I Do Not Know What It Is I Am Like: The Art of Bill Viola
Yale University Press
Bill Viola has long been on my lists or artists to check out and this tome proved to be a formidable entry point to access his body of work because it is based on his survey show, “I Do Not Know What It Is I Am Like: The Art of Bill Viola”.
For the uninitiated, Bill Viola works with a range of media and one of his foci is the dance with video art and subtle sound elements that not only enhance the visual parts of his installations but often are separate pieces of art in themselves.
The book with its essays does a good job illumination Viola’s cluster of works, focusing on bigger pieces, immersive experiences and different ways of looking at the moving image.

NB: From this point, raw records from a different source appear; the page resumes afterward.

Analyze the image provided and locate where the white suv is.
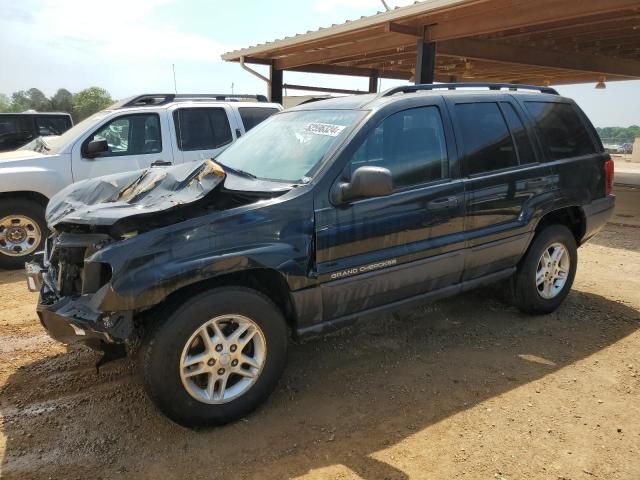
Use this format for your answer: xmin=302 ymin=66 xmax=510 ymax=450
xmin=0 ymin=94 xmax=281 ymax=268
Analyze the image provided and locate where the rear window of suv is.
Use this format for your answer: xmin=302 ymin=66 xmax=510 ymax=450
xmin=238 ymin=107 xmax=279 ymax=131
xmin=525 ymin=102 xmax=597 ymax=160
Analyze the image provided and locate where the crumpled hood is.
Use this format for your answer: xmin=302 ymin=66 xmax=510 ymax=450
xmin=46 ymin=160 xmax=226 ymax=228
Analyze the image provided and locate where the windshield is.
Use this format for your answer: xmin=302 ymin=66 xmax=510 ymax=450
xmin=19 ymin=111 xmax=112 ymax=154
xmin=216 ymin=109 xmax=365 ymax=182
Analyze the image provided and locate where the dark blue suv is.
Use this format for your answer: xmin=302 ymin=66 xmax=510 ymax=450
xmin=27 ymin=84 xmax=615 ymax=427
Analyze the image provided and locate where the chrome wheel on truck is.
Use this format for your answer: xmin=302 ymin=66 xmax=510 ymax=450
xmin=142 ymin=287 xmax=288 ymax=428
xmin=0 ymin=199 xmax=47 ymax=270
xmin=535 ymin=242 xmax=570 ymax=300
xmin=0 ymin=215 xmax=42 ymax=258
xmin=179 ymin=314 xmax=267 ymax=404
xmin=513 ymin=224 xmax=577 ymax=314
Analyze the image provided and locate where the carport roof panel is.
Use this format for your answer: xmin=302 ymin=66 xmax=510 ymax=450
xmin=222 ymin=0 xmax=640 ymax=85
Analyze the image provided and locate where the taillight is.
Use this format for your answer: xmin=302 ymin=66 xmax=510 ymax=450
xmin=604 ymin=157 xmax=614 ymax=195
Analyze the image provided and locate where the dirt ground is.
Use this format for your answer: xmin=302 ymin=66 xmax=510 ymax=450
xmin=1 ymin=187 xmax=639 ymax=480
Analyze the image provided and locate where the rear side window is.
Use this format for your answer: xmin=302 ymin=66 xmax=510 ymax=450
xmin=174 ymin=108 xmax=232 ymax=151
xmin=238 ymin=107 xmax=279 ymax=132
xmin=500 ymin=103 xmax=536 ymax=165
xmin=35 ymin=116 xmax=72 ymax=136
xmin=525 ymin=102 xmax=596 ymax=160
xmin=0 ymin=116 xmax=34 ymax=149
xmin=455 ymin=103 xmax=517 ymax=176
xmin=350 ymin=106 xmax=448 ymax=189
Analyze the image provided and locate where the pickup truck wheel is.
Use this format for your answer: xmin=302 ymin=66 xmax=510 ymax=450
xmin=142 ymin=287 xmax=288 ymax=428
xmin=0 ymin=199 xmax=47 ymax=270
xmin=513 ymin=224 xmax=577 ymax=314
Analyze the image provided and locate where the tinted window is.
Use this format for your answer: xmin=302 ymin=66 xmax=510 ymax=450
xmin=500 ymin=103 xmax=536 ymax=164
xmin=0 ymin=115 xmax=34 ymax=150
xmin=239 ymin=107 xmax=279 ymax=131
xmin=174 ymin=108 xmax=232 ymax=151
xmin=525 ymin=102 xmax=596 ymax=160
xmin=456 ymin=103 xmax=518 ymax=176
xmin=350 ymin=106 xmax=448 ymax=188
xmin=88 ymin=114 xmax=161 ymax=157
xmin=35 ymin=116 xmax=72 ymax=136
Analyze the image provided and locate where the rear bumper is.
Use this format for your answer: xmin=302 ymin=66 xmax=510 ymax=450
xmin=581 ymin=194 xmax=615 ymax=243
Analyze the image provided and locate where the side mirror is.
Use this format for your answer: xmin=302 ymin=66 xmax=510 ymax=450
xmin=333 ymin=166 xmax=393 ymax=204
xmin=84 ymin=139 xmax=109 ymax=158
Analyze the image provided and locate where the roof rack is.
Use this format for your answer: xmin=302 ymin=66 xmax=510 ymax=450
xmin=381 ymin=83 xmax=559 ymax=97
xmin=115 ymin=93 xmax=269 ymax=109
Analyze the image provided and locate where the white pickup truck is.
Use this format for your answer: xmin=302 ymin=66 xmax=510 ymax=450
xmin=0 ymin=94 xmax=281 ymax=268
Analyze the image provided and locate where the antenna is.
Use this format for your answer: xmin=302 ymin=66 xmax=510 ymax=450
xmin=172 ymin=64 xmax=178 ymax=94
xmin=380 ymin=0 xmax=391 ymax=11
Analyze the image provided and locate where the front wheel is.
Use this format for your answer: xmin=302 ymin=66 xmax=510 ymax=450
xmin=141 ymin=287 xmax=288 ymax=428
xmin=513 ymin=224 xmax=578 ymax=314
xmin=0 ymin=199 xmax=47 ymax=270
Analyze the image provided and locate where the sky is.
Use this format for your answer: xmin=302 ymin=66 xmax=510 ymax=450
xmin=0 ymin=0 xmax=639 ymax=127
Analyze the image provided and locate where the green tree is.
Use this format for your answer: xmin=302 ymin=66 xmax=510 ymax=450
xmin=0 ymin=93 xmax=11 ymax=112
xmin=72 ymin=87 xmax=113 ymax=121
xmin=50 ymin=88 xmax=74 ymax=113
xmin=26 ymin=88 xmax=51 ymax=111
xmin=10 ymin=90 xmax=31 ymax=112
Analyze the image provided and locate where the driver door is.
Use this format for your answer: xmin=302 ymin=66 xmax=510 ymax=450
xmin=314 ymin=103 xmax=465 ymax=321
xmin=71 ymin=112 xmax=173 ymax=181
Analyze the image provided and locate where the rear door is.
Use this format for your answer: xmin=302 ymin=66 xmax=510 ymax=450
xmin=71 ymin=111 xmax=172 ymax=180
xmin=447 ymin=96 xmax=554 ymax=280
xmin=171 ymin=105 xmax=238 ymax=164
xmin=315 ymin=100 xmax=466 ymax=320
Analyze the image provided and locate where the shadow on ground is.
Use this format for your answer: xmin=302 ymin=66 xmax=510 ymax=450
xmin=1 ymin=288 xmax=638 ymax=479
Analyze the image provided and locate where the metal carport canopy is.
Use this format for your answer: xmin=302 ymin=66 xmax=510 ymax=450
xmin=221 ymin=0 xmax=640 ymax=102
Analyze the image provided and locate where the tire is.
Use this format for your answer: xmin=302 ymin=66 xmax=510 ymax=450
xmin=0 ymin=198 xmax=47 ymax=270
xmin=513 ymin=224 xmax=578 ymax=315
xmin=141 ymin=286 xmax=288 ymax=428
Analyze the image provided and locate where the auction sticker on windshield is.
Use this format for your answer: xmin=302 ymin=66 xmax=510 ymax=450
xmin=303 ymin=123 xmax=346 ymax=137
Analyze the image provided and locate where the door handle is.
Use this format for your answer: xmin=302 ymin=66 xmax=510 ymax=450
xmin=526 ymin=177 xmax=553 ymax=188
xmin=151 ymin=160 xmax=172 ymax=167
xmin=427 ymin=196 xmax=459 ymax=211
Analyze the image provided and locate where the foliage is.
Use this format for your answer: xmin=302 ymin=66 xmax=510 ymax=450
xmin=596 ymin=125 xmax=640 ymax=144
xmin=1 ymin=86 xmax=116 ymax=121
xmin=50 ymin=88 xmax=74 ymax=113
xmin=72 ymin=87 xmax=113 ymax=121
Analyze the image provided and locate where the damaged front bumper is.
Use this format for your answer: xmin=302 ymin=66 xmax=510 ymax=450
xmin=27 ymin=255 xmax=134 ymax=347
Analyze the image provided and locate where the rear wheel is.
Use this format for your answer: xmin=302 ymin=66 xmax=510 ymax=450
xmin=0 ymin=199 xmax=47 ymax=270
xmin=513 ymin=224 xmax=577 ymax=314
xmin=141 ymin=287 xmax=288 ymax=428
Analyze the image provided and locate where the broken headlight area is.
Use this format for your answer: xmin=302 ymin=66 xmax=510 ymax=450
xmin=41 ymin=231 xmax=113 ymax=300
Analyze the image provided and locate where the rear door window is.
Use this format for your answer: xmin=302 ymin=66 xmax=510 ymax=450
xmin=35 ymin=116 xmax=72 ymax=136
xmin=455 ymin=102 xmax=518 ymax=176
xmin=524 ymin=102 xmax=596 ymax=160
xmin=238 ymin=107 xmax=279 ymax=131
xmin=174 ymin=108 xmax=232 ymax=151
xmin=500 ymin=102 xmax=536 ymax=165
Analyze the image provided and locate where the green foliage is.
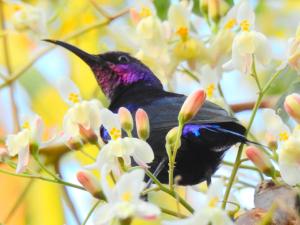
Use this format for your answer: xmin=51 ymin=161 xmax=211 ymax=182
xmin=153 ymin=0 xmax=170 ymax=20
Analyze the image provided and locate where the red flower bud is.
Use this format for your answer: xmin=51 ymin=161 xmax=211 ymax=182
xmin=76 ymin=171 xmax=103 ymax=199
xmin=284 ymin=93 xmax=300 ymax=123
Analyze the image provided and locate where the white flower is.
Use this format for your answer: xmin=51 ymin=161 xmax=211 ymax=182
xmin=11 ymin=2 xmax=46 ymax=36
xmin=247 ymin=109 xmax=291 ymax=147
xmin=5 ymin=115 xmax=45 ymax=173
xmin=57 ymin=78 xmax=82 ymax=105
xmin=163 ymin=179 xmax=234 ymax=225
xmin=223 ymin=31 xmax=271 ymax=75
xmin=88 ymin=109 xmax=154 ymax=172
xmin=93 ymin=169 xmax=160 ymax=225
xmin=63 ymin=99 xmax=103 ymax=139
xmin=222 ymin=0 xmax=255 ymax=31
xmin=278 ymin=24 xmax=300 ymax=73
xmin=278 ymin=127 xmax=300 ymax=186
xmin=167 ymin=2 xmax=191 ymax=32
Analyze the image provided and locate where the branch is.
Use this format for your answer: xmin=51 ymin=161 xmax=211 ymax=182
xmin=0 ymin=8 xmax=129 ymax=90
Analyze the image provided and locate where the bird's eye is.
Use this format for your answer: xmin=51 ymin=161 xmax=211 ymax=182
xmin=118 ymin=55 xmax=130 ymax=63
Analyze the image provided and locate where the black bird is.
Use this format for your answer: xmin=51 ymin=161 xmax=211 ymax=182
xmin=45 ymin=40 xmax=250 ymax=185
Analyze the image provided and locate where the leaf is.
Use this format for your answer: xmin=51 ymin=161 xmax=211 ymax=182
xmin=153 ymin=0 xmax=170 ymax=20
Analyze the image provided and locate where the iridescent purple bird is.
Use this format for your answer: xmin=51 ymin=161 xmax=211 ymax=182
xmin=45 ymin=40 xmax=250 ymax=185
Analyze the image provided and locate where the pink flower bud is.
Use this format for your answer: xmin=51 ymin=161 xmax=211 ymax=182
xmin=66 ymin=137 xmax=83 ymax=150
xmin=118 ymin=107 xmax=133 ymax=132
xmin=78 ymin=124 xmax=98 ymax=144
xmin=284 ymin=93 xmax=300 ymax=123
xmin=76 ymin=171 xmax=103 ymax=199
xmin=246 ymin=146 xmax=275 ymax=177
xmin=135 ymin=109 xmax=150 ymax=140
xmin=178 ymin=89 xmax=206 ymax=124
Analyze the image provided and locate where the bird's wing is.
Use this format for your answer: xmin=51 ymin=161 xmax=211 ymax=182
xmin=141 ymin=94 xmax=240 ymax=131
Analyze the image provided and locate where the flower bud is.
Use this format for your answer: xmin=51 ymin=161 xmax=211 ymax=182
xmin=178 ymin=89 xmax=206 ymax=124
xmin=166 ymin=127 xmax=180 ymax=147
xmin=78 ymin=124 xmax=98 ymax=144
xmin=135 ymin=109 xmax=150 ymax=140
xmin=0 ymin=147 xmax=8 ymax=161
xmin=245 ymin=146 xmax=275 ymax=177
xmin=76 ymin=171 xmax=104 ymax=199
xmin=284 ymin=93 xmax=300 ymax=123
xmin=200 ymin=0 xmax=209 ymax=16
xmin=208 ymin=0 xmax=220 ymax=24
xmin=118 ymin=107 xmax=134 ymax=133
xmin=66 ymin=137 xmax=83 ymax=150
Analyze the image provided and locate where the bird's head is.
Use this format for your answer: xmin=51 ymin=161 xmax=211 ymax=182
xmin=44 ymin=40 xmax=162 ymax=99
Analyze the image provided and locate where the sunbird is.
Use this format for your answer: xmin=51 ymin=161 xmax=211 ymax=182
xmin=45 ymin=40 xmax=252 ymax=185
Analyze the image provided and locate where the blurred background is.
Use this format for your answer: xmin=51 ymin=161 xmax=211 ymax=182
xmin=0 ymin=0 xmax=300 ymax=224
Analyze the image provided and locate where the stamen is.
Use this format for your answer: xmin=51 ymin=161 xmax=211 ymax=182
xmin=109 ymin=127 xmax=121 ymax=140
xmin=206 ymin=83 xmax=215 ymax=98
xmin=208 ymin=196 xmax=219 ymax=208
xmin=224 ymin=18 xmax=237 ymax=30
xmin=121 ymin=191 xmax=132 ymax=202
xmin=140 ymin=7 xmax=151 ymax=18
xmin=22 ymin=121 xmax=30 ymax=129
xmin=68 ymin=93 xmax=80 ymax=103
xmin=176 ymin=27 xmax=189 ymax=41
xmin=240 ymin=20 xmax=250 ymax=32
xmin=279 ymin=131 xmax=289 ymax=141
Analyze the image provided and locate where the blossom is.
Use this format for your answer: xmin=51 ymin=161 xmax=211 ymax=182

Needless to say that the importance of sound is difficulty to catch in book form, however, it is expertly weaved into the portrayal of how Viola channels the alchemy of his early childhood memories into large screen, slow-motion works, gorgeous colours and mystical iconography.
Despite Viola’s often soft approach, there is something immensely powerful that pervades every facet of his art – a power that comes about organically in a non-forceful and non-doctrinaire way.
Be it silent mourning or ecstatic bliss, Viola’s art has been likened to religious experiences by his aficionados and this tome does an excellence job highlighting the recurring emphasis on slow motion and the awareness of being. Given that, it is not further wondrous that Viola prefers to exhibit his art in cathedrals and churches.
Viola’s art likes from the viewer’s interaction with it and this catalogue whets one’s appetite to move closer to the man and his emissions in their intended natural surroundings and original scenarios they were meant to be embedded in.